エレガンスとフランクさ同居 万能ブレザーの基本学ぶ

MEN’S EX

―― それぞれに由緒アリ 紺ブレの伝統的型バリエ ――

クラブや学校などの所属を示した“エンブレムブレザー”
■POLO RALPH LAUREN/ポロ ラルフ ローレン

育ちのよさを感じさせる定番意匠
そもそもは貴族の紋章であったエンブレムだが、ブレザーにおいてはクラブや学校などの所属を示すものである(写真下はハーバード大学の公式エンブレムブレザー)。アイビーやプレッピースタイルの定番でもあり、これが付くだけで育ちがよく見えるのは出自の影響だろう。ブランドオリジナルのエンブレムを付けたこちらは、端正なシルエットがノーブルな趣を際立たせる。 13万円(ラルフ ローレン)

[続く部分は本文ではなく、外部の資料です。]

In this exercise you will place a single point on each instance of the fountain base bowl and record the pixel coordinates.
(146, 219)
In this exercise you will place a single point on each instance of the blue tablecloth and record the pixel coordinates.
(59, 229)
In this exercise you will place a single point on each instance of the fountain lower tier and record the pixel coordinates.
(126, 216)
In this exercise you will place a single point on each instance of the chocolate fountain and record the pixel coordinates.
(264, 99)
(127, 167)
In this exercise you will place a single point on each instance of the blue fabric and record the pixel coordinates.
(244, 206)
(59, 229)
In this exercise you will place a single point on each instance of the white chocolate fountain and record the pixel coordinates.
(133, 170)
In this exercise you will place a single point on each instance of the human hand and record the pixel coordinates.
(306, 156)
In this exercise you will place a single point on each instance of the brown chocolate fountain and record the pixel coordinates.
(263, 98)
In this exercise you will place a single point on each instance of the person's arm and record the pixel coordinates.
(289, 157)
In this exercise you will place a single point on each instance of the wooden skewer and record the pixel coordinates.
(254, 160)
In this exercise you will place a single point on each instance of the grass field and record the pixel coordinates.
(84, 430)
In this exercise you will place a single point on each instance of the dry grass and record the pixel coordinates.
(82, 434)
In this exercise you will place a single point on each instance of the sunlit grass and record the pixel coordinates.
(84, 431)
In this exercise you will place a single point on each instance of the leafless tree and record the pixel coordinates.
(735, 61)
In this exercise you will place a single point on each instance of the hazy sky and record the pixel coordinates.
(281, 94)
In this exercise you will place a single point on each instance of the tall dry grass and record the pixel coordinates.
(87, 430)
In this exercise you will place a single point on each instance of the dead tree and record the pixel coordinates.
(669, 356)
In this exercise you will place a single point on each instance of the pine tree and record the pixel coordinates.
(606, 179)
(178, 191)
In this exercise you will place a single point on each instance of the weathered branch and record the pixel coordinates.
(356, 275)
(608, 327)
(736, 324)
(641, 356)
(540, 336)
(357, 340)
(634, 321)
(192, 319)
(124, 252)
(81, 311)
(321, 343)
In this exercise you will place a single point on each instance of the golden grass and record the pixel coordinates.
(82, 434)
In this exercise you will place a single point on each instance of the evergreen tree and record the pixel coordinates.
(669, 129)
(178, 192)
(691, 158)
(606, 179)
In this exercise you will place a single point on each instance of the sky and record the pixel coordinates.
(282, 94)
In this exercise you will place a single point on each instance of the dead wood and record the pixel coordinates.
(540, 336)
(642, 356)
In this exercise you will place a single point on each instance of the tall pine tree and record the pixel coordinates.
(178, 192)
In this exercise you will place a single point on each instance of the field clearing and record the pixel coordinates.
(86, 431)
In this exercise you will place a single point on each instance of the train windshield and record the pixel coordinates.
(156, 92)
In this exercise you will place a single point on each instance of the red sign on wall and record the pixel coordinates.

和製英語でジャズフェスティバルから命名“ニューポートブレザー”

■BEAMS PLUS/ビームス プラス

ダブルのアクを抑えたシンプル4B
ダブルブレザーのボタンを4つにしたスタイルで、すっきりとした見た目を好むファンが多い。アンソニー・パーキンス(写真下)は、装い方のお手本とされる俳優。日本では1960年代前半に紹介され、米国「ニューポート・ジャズフェスティバル」の参加者の装いに見られたことからこの名が付いたとか。上の一着はポリエステル製で、限りなく軽やかな着心地である。 3万4000円(ビームス プラス 原宿)

ブレザー発祥説の一つレガッタの定番“ストライプトブレザー”
■HACKETT LONDON/ハケット ロンドン

古典的なスタイルが今また新鮮に映る
現在もボート競技のレガッタの制服として採用されることの多い(写真下参照)伝統のブレザースタイルが、ストライプトブレザー。クリケットなど貴族階級が愛したスポーツの制服にもよく見られる、由緒正しきブレザー型である。写真上、清涼感溢れるリネンを用いた一着は、1839年から続く英国の夏の風物詩「ヘンリー・ロイヤル・レガッタ」大会の公式ブレザー。 7万2000円(ハケット ロンドン 銀座)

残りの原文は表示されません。